CareerBuilder is owned by The McClatchy Company, Gannett Co., Inc., Tribune Company and Microsoft Corp.

Media Jobs Daily searched BrightFuse for CareerBuilder employees and found only a few perfunctory profiles. “Do you really need another networking site? Apparently not even CareerBuilder thinks so.”

“One thing BrightFuse seems to offer, unlike LinkedIn, is that it’s free to search by company,” Media Jobs Daily says. “(LinkedIn users need to subscribe to view the full names of people who work for a certain company.) This feature may make the service more attractive to recruiters – if anyone gets on the site and uses the dang thing.”

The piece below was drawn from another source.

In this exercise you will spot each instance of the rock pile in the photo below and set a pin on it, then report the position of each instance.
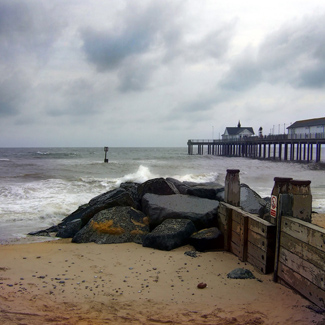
(160, 213)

AOL new home for journalists

Monday, August 17th, 2009

The New York Times finds that the latest incarnation of AOL offers more than 80 Web sites that are employing journalists who formerly worked at such top publications as The New York Times, National Journal, The Washington Post, Portfolio, The Dallas Morning News and The Chicago Sun-Times.

There are 300 working content producers in AOL’s New York headquarters, backed by hundreds of freelancers and programmers at other sites, the NYT says. AOL owns such sites as TMZ, a celebrity news and gossip site; Politics Daily, which began in April and already has 3.6 million unique users a month; Engadget, a suite of consumer technology blogs; and FanHouse, a sports site. In the aggregate, the media properties at AOL have about 76 million unique visitors.

AOL has had several identities, beginning as perhaps the top Web portal in the dial-up days, and moving through a failed merger with Time Warner (Time Warner announced plans to spin the enterprise out on its own by the end of this year), a try as an entertainment channel and as a free e-mail provider.